The meaning of a friend is “a person you know well and regard with affection and trust”. Which is very true when I think of you but it’s a shame that the same can’t be said of me. I know I’ve let you down.
You have always been there to support me and I haven’t always been honest with you. There are so many things that I wish I had explained to you. Not through lack of trust, but I guess I’m just a private person who struggles to find the words to form explanations. I wish I could explain to you what my mind is truly thinking, but it’s hard when I can’t even explain it myself.
How do I tell you, the person who I truly care about, the person who I’m supposed to be a friend to, that I can’t make it to your birthday or the reunion we had been planning because secretly I’m too anxious and fearful that I’d rather stay at home? Well that’s not quite true. I wouldn’t rather stay at home, deep down in my heart I know I want to meet you but sometimes my mind will tell me differently. My demons will build a wall of reasons to convince me not to go. I know my fears are irrational but they are real to me and sometimes I can’t get over that.
When I am out in social situations I can be quite quiet. This has nothing to do with you.

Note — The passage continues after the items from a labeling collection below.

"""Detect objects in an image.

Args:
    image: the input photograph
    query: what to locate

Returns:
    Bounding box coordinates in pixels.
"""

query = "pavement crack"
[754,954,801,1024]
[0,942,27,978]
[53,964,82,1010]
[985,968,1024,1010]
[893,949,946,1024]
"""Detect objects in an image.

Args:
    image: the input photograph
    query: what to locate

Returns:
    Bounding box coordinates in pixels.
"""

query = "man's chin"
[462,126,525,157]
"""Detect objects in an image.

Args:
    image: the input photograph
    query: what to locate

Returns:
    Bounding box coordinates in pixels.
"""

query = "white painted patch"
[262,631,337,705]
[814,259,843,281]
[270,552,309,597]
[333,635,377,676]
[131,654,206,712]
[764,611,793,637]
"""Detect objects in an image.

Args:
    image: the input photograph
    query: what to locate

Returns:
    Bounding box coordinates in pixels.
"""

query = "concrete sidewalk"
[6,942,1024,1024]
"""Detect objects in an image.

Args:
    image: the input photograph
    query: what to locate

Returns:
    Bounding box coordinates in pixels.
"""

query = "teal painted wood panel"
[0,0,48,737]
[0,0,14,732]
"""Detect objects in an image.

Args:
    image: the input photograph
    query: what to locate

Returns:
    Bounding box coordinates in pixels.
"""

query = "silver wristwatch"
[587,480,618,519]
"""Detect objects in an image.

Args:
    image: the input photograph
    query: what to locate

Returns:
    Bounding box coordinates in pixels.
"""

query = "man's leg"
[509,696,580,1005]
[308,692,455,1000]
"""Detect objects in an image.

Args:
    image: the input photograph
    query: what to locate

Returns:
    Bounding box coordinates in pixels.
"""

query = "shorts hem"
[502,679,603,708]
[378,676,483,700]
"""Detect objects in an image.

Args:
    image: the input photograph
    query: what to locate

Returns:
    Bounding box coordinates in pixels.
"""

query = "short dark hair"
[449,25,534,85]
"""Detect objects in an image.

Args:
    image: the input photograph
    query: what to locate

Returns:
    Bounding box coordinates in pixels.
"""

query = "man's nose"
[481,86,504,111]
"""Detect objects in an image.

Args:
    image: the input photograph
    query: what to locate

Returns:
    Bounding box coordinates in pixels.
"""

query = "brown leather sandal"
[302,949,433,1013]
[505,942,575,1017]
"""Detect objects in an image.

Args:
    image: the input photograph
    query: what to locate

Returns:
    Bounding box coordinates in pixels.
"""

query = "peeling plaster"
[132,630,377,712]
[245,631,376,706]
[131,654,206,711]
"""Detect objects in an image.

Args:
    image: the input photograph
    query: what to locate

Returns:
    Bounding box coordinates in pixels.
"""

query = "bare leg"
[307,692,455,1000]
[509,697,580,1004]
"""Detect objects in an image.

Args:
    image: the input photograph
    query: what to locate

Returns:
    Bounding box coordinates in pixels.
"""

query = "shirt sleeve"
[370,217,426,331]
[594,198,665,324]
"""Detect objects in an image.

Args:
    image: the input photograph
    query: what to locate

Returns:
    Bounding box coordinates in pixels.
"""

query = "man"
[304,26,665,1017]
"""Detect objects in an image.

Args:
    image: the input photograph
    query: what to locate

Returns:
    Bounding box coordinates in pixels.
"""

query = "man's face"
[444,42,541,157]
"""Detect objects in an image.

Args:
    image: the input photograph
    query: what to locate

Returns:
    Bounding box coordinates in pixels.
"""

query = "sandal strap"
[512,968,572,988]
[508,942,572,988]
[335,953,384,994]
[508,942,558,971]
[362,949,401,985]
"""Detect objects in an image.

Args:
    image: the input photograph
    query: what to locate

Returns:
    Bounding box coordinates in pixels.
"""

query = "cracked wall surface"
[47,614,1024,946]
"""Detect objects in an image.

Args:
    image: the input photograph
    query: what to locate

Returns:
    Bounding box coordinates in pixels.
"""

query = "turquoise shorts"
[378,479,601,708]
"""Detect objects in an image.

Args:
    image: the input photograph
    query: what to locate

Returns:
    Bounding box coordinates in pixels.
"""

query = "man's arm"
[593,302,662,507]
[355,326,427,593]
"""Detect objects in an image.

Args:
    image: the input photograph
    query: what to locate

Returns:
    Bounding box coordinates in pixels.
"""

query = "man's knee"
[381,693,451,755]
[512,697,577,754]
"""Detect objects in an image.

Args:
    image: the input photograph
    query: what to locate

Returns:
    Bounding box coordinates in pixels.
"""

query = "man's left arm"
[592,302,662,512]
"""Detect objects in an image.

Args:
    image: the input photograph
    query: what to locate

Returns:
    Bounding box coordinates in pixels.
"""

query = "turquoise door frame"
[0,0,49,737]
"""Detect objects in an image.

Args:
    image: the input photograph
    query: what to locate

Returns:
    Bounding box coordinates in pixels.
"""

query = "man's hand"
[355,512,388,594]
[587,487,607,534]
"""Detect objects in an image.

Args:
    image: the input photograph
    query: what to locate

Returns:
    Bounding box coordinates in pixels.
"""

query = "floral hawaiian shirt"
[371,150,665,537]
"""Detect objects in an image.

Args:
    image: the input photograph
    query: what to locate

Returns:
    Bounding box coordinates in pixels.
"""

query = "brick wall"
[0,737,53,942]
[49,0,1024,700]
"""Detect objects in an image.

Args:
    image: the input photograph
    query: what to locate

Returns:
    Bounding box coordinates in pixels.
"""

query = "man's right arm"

Sometimes my thoughts take me away to a different place where the words inside my head become all jumbled up. It’s hard to find these words and speak the tangled chains of thoughts. Sometimes I need a moment of quiet to calm my mind and place my feet back on the ground. And every time I return you’re still there, with a face full of joy and yet I have never thanked you for your patience before.
Even when I push you away and lock my door, you always find a way to break through the locks and save me. For that I admire you and it shows how much of a remarkable person you truly are. I need you to know that when I shut you out I don’t want to lose or hurt you. It’s my way of saving you.
I know I should have explained this before. I know you wouldn’t have judged. But it’s hard to explain something that can’t be seen and not even I understand. It doesn’t change who I am, I will always be the same person you have friends with and can have a laugh with. I’m not defined by my weaknesses or flaws which I know you understand (I guess I’m just trying to convince myself).
This is not a criticism of you in any way, I’d hate for you to feel like that. Instead I want you to know how much I appreciate you and thank you for always being there for me. We have been friends for so long, even though time doesn’t make a difference. I think sometimes you know me more than I know myself. I admire the person you and wish that one day I can be the friend to you, as you are to me. We have written a book full of memories and happy times. I hope that we always remain friends, but if we lose touch (through no fault of our own) I am a better person for knowing you. I want you to know how much you mean to me and how much you have imprinted on my soul.
Here’s to the next chapter of our story.
Your forever grateful friend
If friend, you feel the same please know that you’re not alone. I’m always here for you. Take comfort in my words and healing and I will try to help you through it. Please know that I am always here for you.